Tuesday, March 3, 2015

Recipe: Hummus

hummus recipe
Since a jar of tahini came into my possession from a Superstore shopping trip last week, I'd been looking forward to trying a new hummus recipe. For lack of tahini, I'd previously been using this AllRecipes.com cumin-spiced hummus recipe on the rare occasion that I blended up a batch. It was tasty, but, seeing as it's been over two years since I've made it, evidently not quite the grocery store hummus substitute. I had high hopes that the Minimalist Baker's Best Ever 5-Minute Microwave Hummus recipe would produce a hummus that would stand up to any preprepared or restaurant version. More so, it looked like a recipe that even I'd be hard pressed to mess up.

Here's the recipe (source: The Minimalist Baker):
  • 2 cups cooked chickpeas (or 1 can, undrained)
  • 4 cloves garlic (whole)
  • 1/3 cup tahini (reduced from 1/2 cup in the original recipe)
  • 2 tbsp lemon juice (I'm guilty for having used lemon juice concentrate here)
  • 1 tsp (or less) salt
  • 1-2 tbsp olive oil
dried chickpeas soaking
I used dried chickpeas (here's how I cooked them) -- the hardest part is remembering to soak them overnight!
hummus ingredients
the ingredients
I started by microwaving the garlic and chickpeas (undrained) for 4 minutes. Apparently this is an important flavour-enhancing step -- so you'll want to do it!
microwave hummus
While microwaving I got a wrist workout stirring up my new jar of tahini. I'd never had tahini before and didn't realize it comes like Adam's peanut butter -- with the oil separated out on top.
tahini arz
tahini, some mixing required
I'd expected tahini to smell strongly of sesame, akin to sesame oil, so was a bit surprised to find it has next to no aroma. Mixed up, it has a texture and nutty taste reminiscent of natural nut butters. It does taste quite strong, so a little bit goes a long way!
arz tahini
tahini, all mixed up
I put the chickpeas, garlic, tahini, lemon juice, and salt in the blender and drizzled in the olive oil while mixing. This is where I really wished I had a food processor. If you have one, use it! Blenders (or at least my $20 one) really don't work well for anything thicker than a smoothie.

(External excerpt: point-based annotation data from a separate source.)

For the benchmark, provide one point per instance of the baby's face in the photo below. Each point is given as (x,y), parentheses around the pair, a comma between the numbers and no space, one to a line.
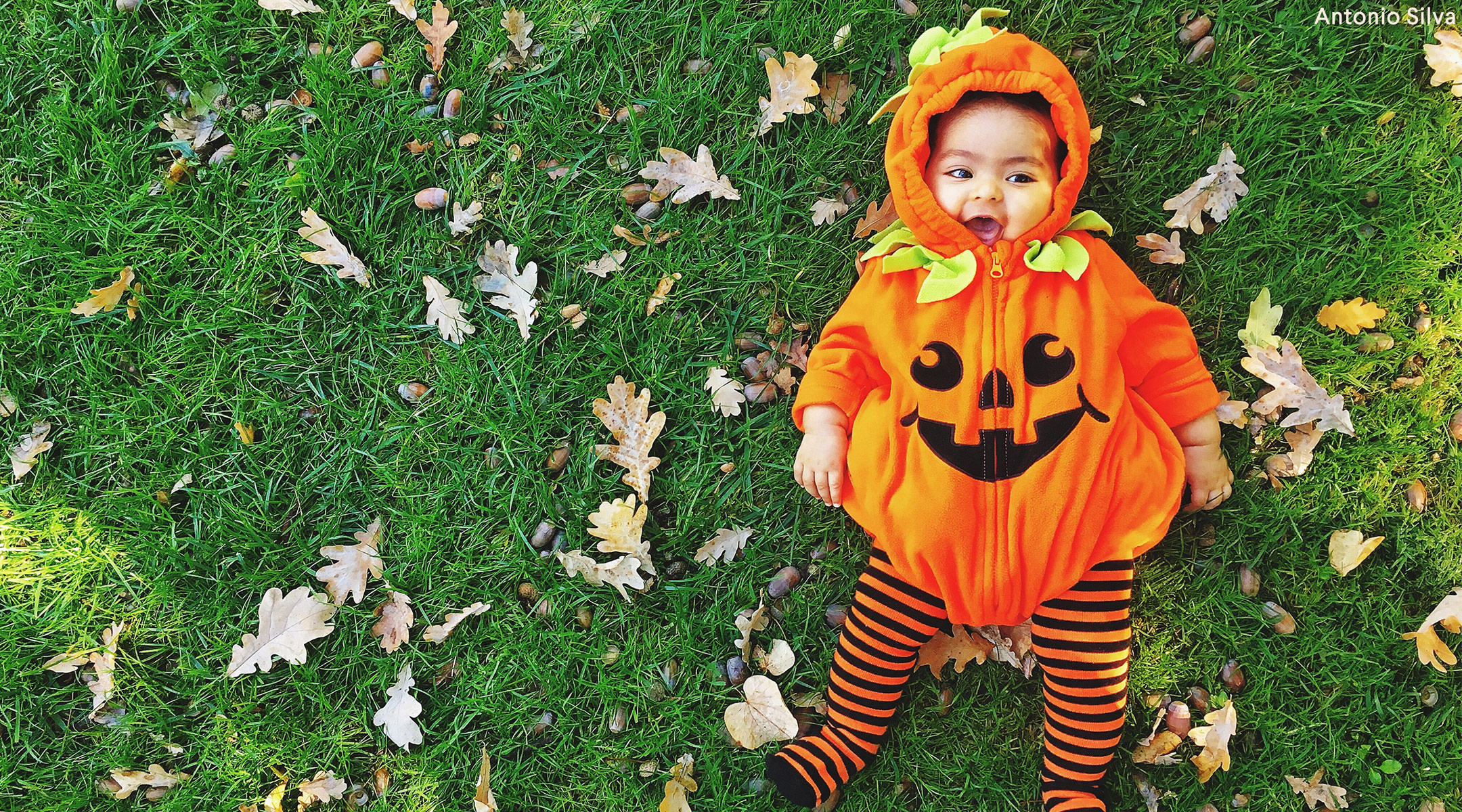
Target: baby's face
(993,170)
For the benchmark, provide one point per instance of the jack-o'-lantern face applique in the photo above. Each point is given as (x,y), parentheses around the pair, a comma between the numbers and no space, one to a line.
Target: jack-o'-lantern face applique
(998,456)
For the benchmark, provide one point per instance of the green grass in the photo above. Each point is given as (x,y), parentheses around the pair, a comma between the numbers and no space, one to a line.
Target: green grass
(238,328)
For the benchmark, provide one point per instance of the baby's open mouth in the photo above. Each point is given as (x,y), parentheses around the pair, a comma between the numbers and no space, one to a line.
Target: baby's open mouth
(985,228)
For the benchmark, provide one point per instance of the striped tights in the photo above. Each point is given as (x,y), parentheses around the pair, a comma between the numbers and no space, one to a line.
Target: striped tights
(1081,640)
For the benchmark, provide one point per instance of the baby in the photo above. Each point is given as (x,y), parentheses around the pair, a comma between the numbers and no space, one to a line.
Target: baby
(1005,408)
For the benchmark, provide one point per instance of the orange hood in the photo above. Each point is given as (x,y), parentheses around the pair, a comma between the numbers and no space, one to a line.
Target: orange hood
(1008,63)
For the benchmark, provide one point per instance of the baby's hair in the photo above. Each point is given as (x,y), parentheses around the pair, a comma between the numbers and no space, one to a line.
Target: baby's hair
(1033,102)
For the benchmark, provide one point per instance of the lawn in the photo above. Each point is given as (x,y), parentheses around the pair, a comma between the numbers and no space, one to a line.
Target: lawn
(236,328)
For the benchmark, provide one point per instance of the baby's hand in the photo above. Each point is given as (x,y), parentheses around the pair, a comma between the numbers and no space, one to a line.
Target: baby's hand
(824,455)
(1208,476)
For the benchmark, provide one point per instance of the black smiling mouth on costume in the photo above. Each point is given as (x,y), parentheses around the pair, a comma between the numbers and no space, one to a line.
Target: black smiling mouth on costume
(998,456)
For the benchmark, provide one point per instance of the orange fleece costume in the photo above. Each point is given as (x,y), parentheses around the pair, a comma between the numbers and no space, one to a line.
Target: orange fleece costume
(1009,424)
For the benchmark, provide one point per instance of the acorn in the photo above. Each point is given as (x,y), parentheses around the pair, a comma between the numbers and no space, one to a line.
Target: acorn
(558,459)
(1202,50)
(368,54)
(1179,719)
(737,671)
(782,583)
(1196,30)
(1429,696)
(835,615)
(432,199)
(1278,615)
(1247,580)
(619,721)
(1233,677)
(1417,495)
(452,104)
(543,535)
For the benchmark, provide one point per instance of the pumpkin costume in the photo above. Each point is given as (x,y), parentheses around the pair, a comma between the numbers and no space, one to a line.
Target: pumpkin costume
(1011,449)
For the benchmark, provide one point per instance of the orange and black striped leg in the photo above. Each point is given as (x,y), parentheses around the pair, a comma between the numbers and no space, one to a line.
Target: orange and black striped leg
(876,653)
(1082,640)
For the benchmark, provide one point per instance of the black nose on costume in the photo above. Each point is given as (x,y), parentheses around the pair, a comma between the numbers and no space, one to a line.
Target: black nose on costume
(996,390)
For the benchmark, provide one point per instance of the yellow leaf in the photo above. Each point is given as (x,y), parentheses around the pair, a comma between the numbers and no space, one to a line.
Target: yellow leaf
(106,298)
(1350,316)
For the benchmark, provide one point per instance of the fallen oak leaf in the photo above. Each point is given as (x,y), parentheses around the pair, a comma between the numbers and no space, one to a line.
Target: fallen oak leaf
(791,85)
(106,298)
(446,313)
(1430,649)
(354,564)
(1164,250)
(286,624)
(762,717)
(437,34)
(335,253)
(401,708)
(439,633)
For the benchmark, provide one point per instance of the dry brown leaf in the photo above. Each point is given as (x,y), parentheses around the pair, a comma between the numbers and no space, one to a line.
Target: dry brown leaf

I put my hummus through in multiple small batches and even so ended up with a chunky result.
hummus blender
my poor blender was struggling
chunky hummus
Texture aside, this hummus is pretty good (and that's based on my impatient taste-testing before I'd given it a chance to cool). Refrigerated and eaten with carrots, celery, crackers, (or on a spoon), it's delicious! The lemon juice I couldn't taste -- perhaps I shouldn't have skimped on using real lemon... The garlic taste is subtle enough that I could eat it at work without driving off patients and colleagues for the rest of the day. The tahini was the flavour that stood out most prominently, lending a rich, nutty, and slightly bitter taste to the hummus. Though I'd consider adding a bit of paprika or cumin to my next batch (and there will be one many!), the tahini flavour really is enough to carry the hummus on its own.
hummus celery
Its praises having been sung, this hummus (notwithstanding my subpar blending) will not pass for the perfectly smooth variety you'll find at the grocery store. Apparently the secret to achieving Sabra smoothness is peeling the chickpeas before blending (but as someone who refuses to peel potatoes for fear of wasting "the good stuff", I'm not about to throw away the fibre in chickpea skins -- plus, ain't nobody got time for peeling chickpeas!). I'll take my lumpy hummus, thank you...but am already on the lookout for a food processor to make it a little less so :)

I'd love to hear any hummus-making tips! ...And of any non-hummus uses for all this tahini I've got!